事業承継税制!

事業承継税制(特例措置)とは?!

非上場株式の相続税対策において、相続税評価額の引き下げのほかに、事業承継税制を活用する方法もあります。

事業承継税制とは、中小企業の事業承継に際して、後継者が非上場株式などを承継するときに、相続税や贈与税の納税を猶予ないし免除される制度です。

現在の日本では、中小企業において後継者不在のため、事業承継がうまく進まず廃業に至るという問題が多数生じています。後継者がいる場合も、非上場株式を相続する際に相続税を現金で支払うことができず、承継よりも廃業を選ぶことがあります。そのため、非上場株式における相続税・贈与税の負担を減らして、中小企業での事業承継を促進するために生まれたのが事業承継税制です。

特例措置では、全株式の相続税・贈与税が100%納税猶予に

平成30年の税制改正により、従来の事業承継税制(一般措置)に加えて、10年間限定で、全株式を対象に、相続税・贈与税ともに100%が納税猶予の対象となる「特例措置」が創設されました。

一般措置では、株式数の3分の2を上限として、相続税80%・贈与税100%が対象であり、そのほかにも特例措置では複数の条件が緩和されています。

特例措置の適用を受けるには、平成30年4月から令和5年3月までの間に「特例承継計画」を作成して都道府県知事に提出し、平成30年1月から令和9年12月までの間に、対象となる贈与や相続を行う必要があります。

事業承継税制における適用要件

事業承継税制の適用を受けるため、先代経営者・後継者・会社のそれぞれにおいて満たすべき主な要件は次の通りです。

先代経営者

・過去に会社の代表であった

・(贈与や相続の直前で)議決権を一族で5割超保有し、一族のなかで筆頭株主である(後継者を除く)

・(贈与のみ)代表を既に退任または退任予定

後継者(特例措置の場合は最大3人まで)

・現在、会社の代表である

・(贈与や相続の直前で)議決権を一族で5割超保有し、一族のなかで筆頭株主である(後継者が複数いるパターンでは2位・3位も可)
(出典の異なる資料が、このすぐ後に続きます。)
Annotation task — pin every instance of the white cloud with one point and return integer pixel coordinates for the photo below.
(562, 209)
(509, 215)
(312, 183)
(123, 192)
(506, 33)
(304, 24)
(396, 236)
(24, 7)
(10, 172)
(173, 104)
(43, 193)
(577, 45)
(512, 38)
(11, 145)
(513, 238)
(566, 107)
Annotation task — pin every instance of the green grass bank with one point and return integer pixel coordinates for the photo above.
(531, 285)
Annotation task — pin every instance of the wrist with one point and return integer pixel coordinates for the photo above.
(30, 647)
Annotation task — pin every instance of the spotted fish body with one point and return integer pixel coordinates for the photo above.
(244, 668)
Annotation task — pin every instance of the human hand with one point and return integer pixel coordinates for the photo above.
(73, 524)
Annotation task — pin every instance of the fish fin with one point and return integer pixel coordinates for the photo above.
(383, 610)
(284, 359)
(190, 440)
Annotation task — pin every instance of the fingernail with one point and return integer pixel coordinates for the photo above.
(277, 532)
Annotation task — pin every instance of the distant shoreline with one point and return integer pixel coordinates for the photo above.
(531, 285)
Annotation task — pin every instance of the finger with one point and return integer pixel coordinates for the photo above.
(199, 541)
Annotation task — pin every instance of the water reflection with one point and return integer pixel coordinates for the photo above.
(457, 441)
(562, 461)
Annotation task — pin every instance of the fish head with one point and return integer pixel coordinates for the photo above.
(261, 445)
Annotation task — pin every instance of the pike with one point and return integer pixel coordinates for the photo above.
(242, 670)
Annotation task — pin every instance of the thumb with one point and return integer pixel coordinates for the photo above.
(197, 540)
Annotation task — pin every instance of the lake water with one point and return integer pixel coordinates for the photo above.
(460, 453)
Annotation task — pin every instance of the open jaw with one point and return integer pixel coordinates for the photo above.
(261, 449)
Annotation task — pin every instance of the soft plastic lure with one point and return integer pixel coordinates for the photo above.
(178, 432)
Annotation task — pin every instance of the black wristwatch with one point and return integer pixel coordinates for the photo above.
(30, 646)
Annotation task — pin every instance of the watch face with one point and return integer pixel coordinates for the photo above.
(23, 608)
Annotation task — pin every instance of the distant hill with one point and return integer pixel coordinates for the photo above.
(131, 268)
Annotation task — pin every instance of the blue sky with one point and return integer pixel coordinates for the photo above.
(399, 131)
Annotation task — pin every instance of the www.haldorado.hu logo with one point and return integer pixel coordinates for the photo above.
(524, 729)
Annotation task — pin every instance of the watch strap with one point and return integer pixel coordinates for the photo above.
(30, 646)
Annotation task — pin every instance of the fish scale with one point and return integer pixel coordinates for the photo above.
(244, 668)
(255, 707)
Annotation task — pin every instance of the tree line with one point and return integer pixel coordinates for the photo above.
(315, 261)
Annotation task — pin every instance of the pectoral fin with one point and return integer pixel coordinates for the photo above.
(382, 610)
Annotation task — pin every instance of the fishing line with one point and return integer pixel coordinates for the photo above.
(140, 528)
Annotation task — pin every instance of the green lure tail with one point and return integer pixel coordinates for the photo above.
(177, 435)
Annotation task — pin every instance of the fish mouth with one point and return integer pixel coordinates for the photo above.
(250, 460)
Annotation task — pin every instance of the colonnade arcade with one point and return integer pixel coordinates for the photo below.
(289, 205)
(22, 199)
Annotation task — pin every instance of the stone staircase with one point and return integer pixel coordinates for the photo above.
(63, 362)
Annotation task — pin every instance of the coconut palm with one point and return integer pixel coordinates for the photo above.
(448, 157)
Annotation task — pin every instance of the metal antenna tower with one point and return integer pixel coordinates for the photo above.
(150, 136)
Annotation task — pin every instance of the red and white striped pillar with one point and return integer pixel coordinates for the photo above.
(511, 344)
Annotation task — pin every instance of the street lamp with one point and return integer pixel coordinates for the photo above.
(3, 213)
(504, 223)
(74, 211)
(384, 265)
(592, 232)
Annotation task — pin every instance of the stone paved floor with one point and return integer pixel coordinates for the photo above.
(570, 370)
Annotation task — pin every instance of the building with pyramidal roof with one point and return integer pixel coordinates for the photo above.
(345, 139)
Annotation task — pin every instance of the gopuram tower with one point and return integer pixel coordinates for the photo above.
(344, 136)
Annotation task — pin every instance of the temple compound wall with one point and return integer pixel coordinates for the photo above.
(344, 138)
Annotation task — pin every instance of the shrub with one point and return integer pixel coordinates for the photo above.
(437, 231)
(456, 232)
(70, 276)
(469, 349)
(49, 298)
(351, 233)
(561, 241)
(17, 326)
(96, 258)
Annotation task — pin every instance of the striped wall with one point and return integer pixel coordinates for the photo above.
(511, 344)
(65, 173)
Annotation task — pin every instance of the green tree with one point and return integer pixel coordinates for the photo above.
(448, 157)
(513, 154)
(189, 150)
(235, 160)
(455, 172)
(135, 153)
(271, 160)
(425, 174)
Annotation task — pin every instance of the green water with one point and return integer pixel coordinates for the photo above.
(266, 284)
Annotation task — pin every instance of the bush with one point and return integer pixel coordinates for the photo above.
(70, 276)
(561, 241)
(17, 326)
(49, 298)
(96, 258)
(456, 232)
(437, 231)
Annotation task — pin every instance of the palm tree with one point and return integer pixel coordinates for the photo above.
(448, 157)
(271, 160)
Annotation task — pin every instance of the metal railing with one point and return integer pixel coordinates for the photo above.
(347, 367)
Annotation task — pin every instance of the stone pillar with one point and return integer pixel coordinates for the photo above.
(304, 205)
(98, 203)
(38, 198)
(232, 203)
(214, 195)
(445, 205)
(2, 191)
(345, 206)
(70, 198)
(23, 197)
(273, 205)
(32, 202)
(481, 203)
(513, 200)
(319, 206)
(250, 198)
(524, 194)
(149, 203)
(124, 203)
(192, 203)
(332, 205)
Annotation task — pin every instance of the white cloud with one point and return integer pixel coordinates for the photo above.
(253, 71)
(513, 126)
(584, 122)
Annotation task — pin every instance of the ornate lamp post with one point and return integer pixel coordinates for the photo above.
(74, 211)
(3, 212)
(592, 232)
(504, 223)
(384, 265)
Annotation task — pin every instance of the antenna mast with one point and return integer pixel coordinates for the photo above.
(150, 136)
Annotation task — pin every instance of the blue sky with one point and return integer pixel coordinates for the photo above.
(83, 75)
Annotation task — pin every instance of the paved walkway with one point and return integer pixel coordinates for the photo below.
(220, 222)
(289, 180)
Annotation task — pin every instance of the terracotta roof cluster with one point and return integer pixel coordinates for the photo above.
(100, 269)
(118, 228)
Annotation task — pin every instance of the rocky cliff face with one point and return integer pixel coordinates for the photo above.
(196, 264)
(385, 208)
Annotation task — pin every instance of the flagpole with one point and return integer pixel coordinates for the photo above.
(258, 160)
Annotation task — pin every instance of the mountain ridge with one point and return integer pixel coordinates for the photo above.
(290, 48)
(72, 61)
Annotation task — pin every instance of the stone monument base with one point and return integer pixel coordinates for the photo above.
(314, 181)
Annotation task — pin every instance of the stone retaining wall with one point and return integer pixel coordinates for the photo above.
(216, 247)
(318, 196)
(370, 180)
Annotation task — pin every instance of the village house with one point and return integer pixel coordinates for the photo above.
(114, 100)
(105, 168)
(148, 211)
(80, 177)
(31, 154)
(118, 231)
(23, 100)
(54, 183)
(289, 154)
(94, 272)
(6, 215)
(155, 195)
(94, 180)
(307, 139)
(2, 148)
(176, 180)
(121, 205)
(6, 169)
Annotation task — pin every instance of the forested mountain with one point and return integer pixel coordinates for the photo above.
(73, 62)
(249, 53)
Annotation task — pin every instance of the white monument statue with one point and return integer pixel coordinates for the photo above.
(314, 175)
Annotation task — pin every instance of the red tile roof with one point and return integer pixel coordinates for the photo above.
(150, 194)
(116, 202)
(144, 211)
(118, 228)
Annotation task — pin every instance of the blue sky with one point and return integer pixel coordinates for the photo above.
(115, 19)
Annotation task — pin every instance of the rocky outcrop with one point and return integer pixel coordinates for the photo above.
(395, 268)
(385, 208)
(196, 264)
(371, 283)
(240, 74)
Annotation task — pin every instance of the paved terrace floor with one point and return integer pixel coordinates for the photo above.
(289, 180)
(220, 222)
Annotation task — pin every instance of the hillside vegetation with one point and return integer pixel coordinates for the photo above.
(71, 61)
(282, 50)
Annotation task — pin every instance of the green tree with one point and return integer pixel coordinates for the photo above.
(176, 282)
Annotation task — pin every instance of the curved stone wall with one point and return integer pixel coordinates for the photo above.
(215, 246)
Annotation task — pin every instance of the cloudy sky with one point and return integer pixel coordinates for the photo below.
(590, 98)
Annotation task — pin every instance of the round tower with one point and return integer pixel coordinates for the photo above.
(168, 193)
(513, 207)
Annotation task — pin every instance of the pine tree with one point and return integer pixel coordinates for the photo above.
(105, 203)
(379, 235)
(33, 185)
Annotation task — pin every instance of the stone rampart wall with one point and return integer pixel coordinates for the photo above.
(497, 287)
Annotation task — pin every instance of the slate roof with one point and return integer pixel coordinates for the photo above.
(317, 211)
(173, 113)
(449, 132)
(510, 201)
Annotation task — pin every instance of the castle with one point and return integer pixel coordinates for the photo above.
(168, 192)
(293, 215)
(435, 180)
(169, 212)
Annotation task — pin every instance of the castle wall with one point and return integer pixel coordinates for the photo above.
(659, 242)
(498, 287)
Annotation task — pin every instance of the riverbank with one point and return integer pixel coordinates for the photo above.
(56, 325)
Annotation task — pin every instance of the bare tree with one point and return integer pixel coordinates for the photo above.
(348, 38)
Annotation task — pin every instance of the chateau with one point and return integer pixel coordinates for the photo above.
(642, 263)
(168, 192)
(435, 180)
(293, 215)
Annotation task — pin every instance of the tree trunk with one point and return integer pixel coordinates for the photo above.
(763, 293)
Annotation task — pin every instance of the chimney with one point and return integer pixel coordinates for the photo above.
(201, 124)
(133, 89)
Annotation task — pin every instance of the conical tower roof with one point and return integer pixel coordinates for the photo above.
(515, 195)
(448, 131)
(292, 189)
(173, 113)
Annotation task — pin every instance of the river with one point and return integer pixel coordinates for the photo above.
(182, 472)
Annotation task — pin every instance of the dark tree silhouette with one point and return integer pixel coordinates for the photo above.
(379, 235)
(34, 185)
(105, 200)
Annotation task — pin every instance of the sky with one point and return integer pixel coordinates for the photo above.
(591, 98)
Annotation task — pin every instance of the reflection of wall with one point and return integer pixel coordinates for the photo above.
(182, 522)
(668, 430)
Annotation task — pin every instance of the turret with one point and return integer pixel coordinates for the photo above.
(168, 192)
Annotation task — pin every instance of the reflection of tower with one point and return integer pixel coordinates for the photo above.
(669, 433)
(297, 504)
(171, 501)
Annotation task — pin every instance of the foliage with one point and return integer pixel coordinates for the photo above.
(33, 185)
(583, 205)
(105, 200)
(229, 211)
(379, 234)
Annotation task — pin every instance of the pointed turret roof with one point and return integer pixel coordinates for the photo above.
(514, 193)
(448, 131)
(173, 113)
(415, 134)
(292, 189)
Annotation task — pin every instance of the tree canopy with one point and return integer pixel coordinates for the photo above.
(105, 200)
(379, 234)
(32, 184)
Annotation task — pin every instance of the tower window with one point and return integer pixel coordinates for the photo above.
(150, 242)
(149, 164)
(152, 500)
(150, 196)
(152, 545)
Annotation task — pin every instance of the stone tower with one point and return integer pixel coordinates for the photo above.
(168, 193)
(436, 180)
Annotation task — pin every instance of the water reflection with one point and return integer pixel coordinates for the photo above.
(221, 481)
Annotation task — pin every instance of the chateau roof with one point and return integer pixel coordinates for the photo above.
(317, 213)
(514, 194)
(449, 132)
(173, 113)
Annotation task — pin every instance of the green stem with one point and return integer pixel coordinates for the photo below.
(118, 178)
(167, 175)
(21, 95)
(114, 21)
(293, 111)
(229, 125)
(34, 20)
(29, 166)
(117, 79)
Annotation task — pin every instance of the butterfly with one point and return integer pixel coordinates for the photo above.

・(贈与のみ)20歳以上で、役員に就任してから3年が経過している

・(相続のみ)相続直前に役員であった

会社

・承継法のうえで「中小企業者」に該当する(中小企業者の定義は中小企業庁のHP参照

・非上場企業である

・資産管理会社ではない

相続・贈与から5年以内は維持が必要な要件

上記に加えて、相続や贈与が発生してから5年以内は満たし続けなければならない要件がいくつか存在します。主なものは次の通りです。

・(後継者が)会社の代表に就任し続ける

・(後継者が)会社の株式をもち続ける

・会社において雇用の80%を保ち続ける

上記の要件を5年間維持できなければ、基本的には納税猶予が打ち切りとなり、年利0.8%の利息とともに税金を納めることになります。

事業承継税制が、創設初期にそれほど普及しなかった理由のひとつに、雇用の8割維持という要件が困難だった点が挙げられます。そのため、平成30年度の改正で、雇用の8割を維持できなかった場合も「実績報告書」にて理由を報告し、都道府県知事から確認書の交付を受ければ、納税猶予を継続できるよう条件が緩和されました。